A indicação de Kassio Nunes Marques para a vaga de Celso de Mello no STF surpreendeu a todos e embaralhou nossas cabeças. Até ontem de tarde eu mesmo apostava que o nome de Kassio era um boi de piranha para emplacar um nome mais de acordo com a linha bolsonarista. Errei. Erramos todos.
Bolsonaro tem se revelado um político habilidoso ao superar sucessivas crises criadas pela mais implacável e covarde oposição que já existiu contra um presidente aqui em Pindorama. E é nesta oposição e na sua covardia que está a explicação de como Kassio Nunes Marques chegou à condição de indicado.
O modelo de governabilidade inicial de Bolsonaro baseava-se na sua pretensão de formar um governo técnico e, a este perfil governamental, corresponder um apoio de bancadas temáticas no Congresso. Porém, o desenrolar dos acontecimentos ao longo do primeiro ano de mandato, influenciado sobretudo pelas crises criadas pela perseguição da imprensa “desmamada” e dos presidentes das duas casas do Congresso, empurrou o presidente Bolsonaro para os braços do Centrão.
Jair Bolsonaro passou, então, a uma segunda etapa de construção de sua governabilidade. Sua aliança com os partidos de Centro e Centro-Direita tem garantido alguma paz – ou, talvez, menos estragos – vindos de seus adversários mais covardes.
O primeiro semestre de 2020 foi um turbilhão de crises. É difícil entender como o presidente resistiu e ainda manteve sua popularidade. Institucionalmente, porém, sabemos que foi a aliança com os partidos de Centro que garantiu a Bolsonaro a passagem por essa tormenta.
Convém lembrar aos conservadores do Brasil que há poucos anos, em 2014, por exemplo, seria inimaginável ter um presidente conservador e um cenário tão alvissareiro de mudanças como temos hoje. Na ocasião, tivemos que votar em Aécio Neves e nos dar por satisfeitos com aquilo como se fosse o ponto mais longe que conseguiríamos chegar.

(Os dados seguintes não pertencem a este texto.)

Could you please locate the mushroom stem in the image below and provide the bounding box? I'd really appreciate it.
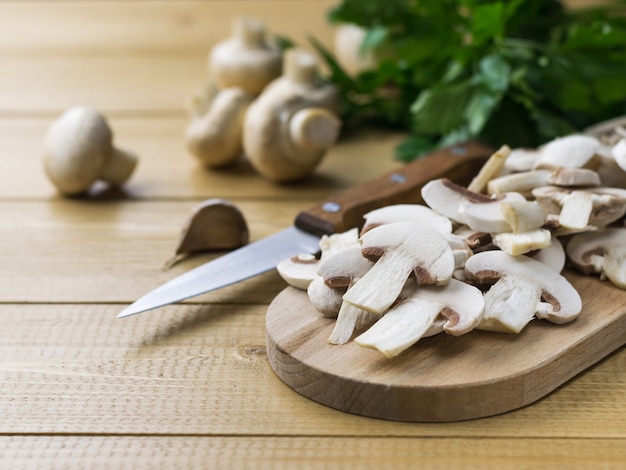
[288,108,341,151]
[100,147,138,185]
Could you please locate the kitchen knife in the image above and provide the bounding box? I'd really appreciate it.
[117,141,492,318]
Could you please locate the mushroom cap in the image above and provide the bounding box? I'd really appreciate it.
[43,106,113,195]
[208,17,282,95]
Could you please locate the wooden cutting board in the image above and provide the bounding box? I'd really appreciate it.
[266,271,626,422]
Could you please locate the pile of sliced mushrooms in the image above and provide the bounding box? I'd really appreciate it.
[278,124,626,358]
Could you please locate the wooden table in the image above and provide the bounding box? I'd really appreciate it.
[1,1,625,468]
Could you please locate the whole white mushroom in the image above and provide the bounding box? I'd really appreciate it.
[42,106,138,196]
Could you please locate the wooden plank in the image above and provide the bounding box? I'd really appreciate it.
[1,304,625,437]
[0,199,307,303]
[0,118,403,199]
[0,1,335,54]
[0,56,206,114]
[1,436,626,469]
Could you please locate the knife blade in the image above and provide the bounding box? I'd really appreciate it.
[118,141,493,318]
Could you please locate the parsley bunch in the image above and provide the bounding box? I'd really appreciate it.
[313,0,626,160]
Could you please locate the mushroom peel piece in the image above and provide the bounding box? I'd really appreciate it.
[465,251,582,333]
[342,222,455,314]
[318,227,360,261]
[566,227,626,289]
[361,204,452,235]
[354,279,484,358]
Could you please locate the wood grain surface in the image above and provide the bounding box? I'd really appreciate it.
[0,0,625,468]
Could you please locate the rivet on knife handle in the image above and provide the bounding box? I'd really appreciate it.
[295,141,494,237]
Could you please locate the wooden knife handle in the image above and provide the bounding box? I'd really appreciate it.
[295,141,494,236]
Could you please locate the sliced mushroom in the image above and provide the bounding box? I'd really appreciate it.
[500,148,540,174]
[533,134,601,170]
[342,222,455,314]
[354,279,484,357]
[318,228,360,260]
[317,246,376,344]
[465,251,582,333]
[499,199,546,234]
[532,186,626,231]
[491,228,552,256]
[487,168,600,196]
[611,138,626,172]
[457,192,526,233]
[421,178,492,224]
[361,204,452,235]
[307,276,344,318]
[530,234,566,273]
[467,145,511,194]
[276,253,319,290]
[566,227,626,289]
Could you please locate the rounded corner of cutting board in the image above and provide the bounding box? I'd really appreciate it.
[265,276,626,423]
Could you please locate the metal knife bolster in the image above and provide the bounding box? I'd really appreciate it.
[295,141,493,237]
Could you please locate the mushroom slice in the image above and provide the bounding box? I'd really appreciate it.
[530,235,566,273]
[317,246,374,290]
[457,192,526,233]
[343,222,455,314]
[612,138,626,172]
[467,144,511,194]
[307,276,344,318]
[361,204,452,235]
[500,199,546,233]
[533,186,626,230]
[354,279,484,358]
[465,251,582,333]
[487,170,552,196]
[491,229,552,256]
[488,167,601,196]
[453,225,493,253]
[318,228,360,260]
[421,178,492,224]
[501,148,540,174]
[276,253,319,290]
[533,134,601,170]
[318,247,375,344]
[566,227,626,289]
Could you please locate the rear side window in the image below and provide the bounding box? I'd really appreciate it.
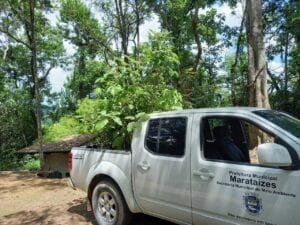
[145,117,186,157]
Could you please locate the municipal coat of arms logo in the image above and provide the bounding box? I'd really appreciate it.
[243,192,263,215]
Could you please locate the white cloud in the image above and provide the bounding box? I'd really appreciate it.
[48,67,70,92]
[198,2,244,28]
[268,60,284,75]
[45,10,59,27]
[48,40,75,92]
[140,14,160,43]
[63,40,77,57]
[216,2,244,27]
[45,9,74,93]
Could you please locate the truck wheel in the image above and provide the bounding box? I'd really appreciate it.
[92,180,131,225]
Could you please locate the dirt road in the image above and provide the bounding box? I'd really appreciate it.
[0,171,174,225]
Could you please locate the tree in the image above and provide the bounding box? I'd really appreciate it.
[287,0,300,117]
[245,0,270,108]
[262,0,300,117]
[49,32,182,149]
[61,60,109,115]
[28,0,44,168]
[148,0,235,107]
[96,0,151,57]
[0,0,65,169]
[0,86,36,170]
[60,0,110,100]
[225,52,248,106]
[0,0,43,166]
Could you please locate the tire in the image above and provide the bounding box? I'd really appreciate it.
[92,180,132,225]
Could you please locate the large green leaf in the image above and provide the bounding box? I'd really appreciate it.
[112,116,122,126]
[136,112,149,122]
[95,119,109,131]
[127,122,135,132]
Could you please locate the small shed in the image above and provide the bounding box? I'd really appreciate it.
[19,134,96,178]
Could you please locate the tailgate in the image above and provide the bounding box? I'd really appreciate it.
[69,147,87,191]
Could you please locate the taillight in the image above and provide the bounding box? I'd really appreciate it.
[67,152,72,170]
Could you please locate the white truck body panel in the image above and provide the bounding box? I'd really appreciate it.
[131,112,193,224]
[70,108,300,225]
[71,148,140,212]
[190,111,300,225]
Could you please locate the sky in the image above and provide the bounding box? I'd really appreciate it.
[48,2,283,92]
[48,40,76,92]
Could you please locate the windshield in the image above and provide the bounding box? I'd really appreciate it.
[254,110,300,139]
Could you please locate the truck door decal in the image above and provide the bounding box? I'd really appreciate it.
[243,192,263,215]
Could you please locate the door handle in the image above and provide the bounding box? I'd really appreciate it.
[137,162,150,171]
[193,169,214,180]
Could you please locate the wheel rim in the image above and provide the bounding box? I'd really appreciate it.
[98,191,117,223]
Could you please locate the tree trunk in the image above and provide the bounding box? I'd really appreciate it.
[245,0,270,149]
[78,47,86,99]
[284,32,289,99]
[115,0,128,56]
[191,5,202,72]
[231,8,246,106]
[29,0,44,170]
[245,0,270,109]
[135,0,140,60]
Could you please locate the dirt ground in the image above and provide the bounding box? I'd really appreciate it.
[0,171,174,225]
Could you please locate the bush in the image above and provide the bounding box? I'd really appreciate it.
[0,88,36,171]
[43,116,83,143]
[19,155,40,171]
[23,159,40,171]
[0,151,18,171]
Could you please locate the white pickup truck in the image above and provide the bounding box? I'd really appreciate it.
[68,108,300,225]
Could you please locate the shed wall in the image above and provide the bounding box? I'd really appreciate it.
[44,153,69,177]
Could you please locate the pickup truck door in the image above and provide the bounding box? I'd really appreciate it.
[132,115,192,225]
[191,113,300,225]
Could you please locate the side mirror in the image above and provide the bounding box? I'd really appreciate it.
[258,143,292,167]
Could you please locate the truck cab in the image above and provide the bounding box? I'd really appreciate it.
[70,108,300,225]
[132,108,300,225]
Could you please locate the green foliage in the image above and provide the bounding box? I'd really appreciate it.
[95,0,151,56]
[43,116,82,143]
[149,0,235,107]
[41,45,182,145]
[262,0,300,117]
[224,53,248,106]
[23,159,40,171]
[20,155,40,171]
[76,98,110,133]
[190,73,219,107]
[66,60,109,101]
[0,87,35,170]
[60,0,108,53]
[75,32,182,148]
[0,0,65,170]
[0,152,18,171]
[0,0,65,80]
[140,32,180,85]
[59,0,110,101]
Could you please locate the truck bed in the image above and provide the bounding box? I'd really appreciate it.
[70,147,132,193]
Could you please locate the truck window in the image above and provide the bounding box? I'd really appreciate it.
[145,117,186,157]
[201,117,289,165]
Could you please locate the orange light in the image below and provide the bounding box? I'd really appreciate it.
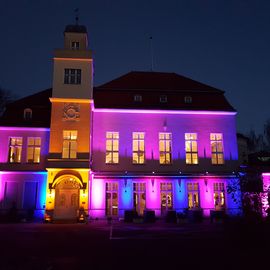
[49,98,92,104]
[54,57,92,62]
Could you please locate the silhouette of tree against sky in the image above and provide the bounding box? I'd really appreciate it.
[0,87,15,116]
[247,120,270,153]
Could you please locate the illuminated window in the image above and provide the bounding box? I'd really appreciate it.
[210,133,224,164]
[23,108,32,120]
[187,183,200,208]
[185,133,198,164]
[106,132,119,164]
[71,41,80,50]
[159,133,172,164]
[160,182,173,214]
[214,183,225,210]
[160,95,167,103]
[62,130,77,159]
[106,182,118,216]
[132,132,145,164]
[134,95,142,102]
[64,69,81,84]
[27,137,41,163]
[184,96,192,103]
[133,183,146,216]
[9,137,23,163]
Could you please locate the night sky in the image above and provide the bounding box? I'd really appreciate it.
[1,0,270,134]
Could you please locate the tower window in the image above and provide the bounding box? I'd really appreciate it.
[62,130,77,159]
[160,95,167,103]
[134,95,142,102]
[24,108,32,120]
[64,69,81,84]
[71,41,80,50]
[184,96,192,103]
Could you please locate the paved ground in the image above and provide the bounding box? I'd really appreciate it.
[0,219,269,270]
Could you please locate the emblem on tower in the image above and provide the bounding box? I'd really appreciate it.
[63,103,80,121]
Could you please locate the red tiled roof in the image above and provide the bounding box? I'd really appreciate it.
[0,88,52,127]
[96,71,224,92]
[94,71,235,111]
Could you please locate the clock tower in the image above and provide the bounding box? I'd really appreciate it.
[45,24,93,222]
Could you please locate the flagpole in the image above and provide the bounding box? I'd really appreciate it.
[150,36,154,71]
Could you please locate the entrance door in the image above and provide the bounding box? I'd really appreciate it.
[160,182,173,215]
[133,183,146,216]
[54,178,80,220]
[106,182,118,216]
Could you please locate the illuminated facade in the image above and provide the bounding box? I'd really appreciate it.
[0,24,241,222]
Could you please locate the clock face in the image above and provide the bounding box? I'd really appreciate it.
[63,103,80,121]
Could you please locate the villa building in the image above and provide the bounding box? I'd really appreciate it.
[0,24,241,222]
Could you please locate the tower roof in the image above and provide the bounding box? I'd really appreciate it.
[64,25,87,34]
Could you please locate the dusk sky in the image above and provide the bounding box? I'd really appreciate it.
[0,0,270,135]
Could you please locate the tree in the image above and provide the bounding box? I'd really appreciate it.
[0,87,14,116]
[247,129,262,153]
[264,119,270,151]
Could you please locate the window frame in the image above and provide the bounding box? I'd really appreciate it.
[160,182,173,213]
[105,132,119,164]
[187,182,200,209]
[8,137,23,163]
[159,95,167,103]
[213,182,226,209]
[64,68,81,85]
[132,132,145,164]
[185,133,198,165]
[71,41,80,50]
[27,137,41,163]
[62,130,78,159]
[184,96,192,103]
[210,133,224,165]
[159,132,172,164]
[134,95,142,102]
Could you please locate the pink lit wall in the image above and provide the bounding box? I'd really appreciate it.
[92,110,238,173]
[89,176,239,218]
[0,127,50,171]
[90,178,105,217]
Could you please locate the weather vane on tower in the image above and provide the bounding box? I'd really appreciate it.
[74,8,79,25]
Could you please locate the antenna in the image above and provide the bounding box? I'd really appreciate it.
[74,8,79,25]
[150,36,154,71]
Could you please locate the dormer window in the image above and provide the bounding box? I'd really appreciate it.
[134,95,142,102]
[184,96,192,104]
[24,108,32,121]
[160,95,167,103]
[71,41,80,50]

A ascensão de Bolsonaro criou a fantasia infantil de que a partir daquele instante sairíamos do inferno para o paraíso. “Eu não elegi Bolsonaro para isso”, dizem as “crianças”.
A política não é para crianças, nem para ansiosos. Nossos adversários entendem isso muito bem. É uma luta constante. Bolsonaro não traiu seus eleitores. Ele está mantendo a viabilidade de seu governo a duras penas e suportando todos os ônus enquanto as crianças fazem pirraça e criticam suas atitudes.
No campo de batalha as ordens devem ser cumpridas. É o general e não a tropa que enxerga o jogo com a visão ampla que o teatro de operações exige. Bolsonaro é o general e nossa tropa precisa acatar suas decisões. Algumas serão erradas, outras serão certas. O que importa é chegarmos ao fim do mandato com mais avanços à Direita do que tínhamos anteriormente. É preciso lembrar que o paraíso só virá depois da morte.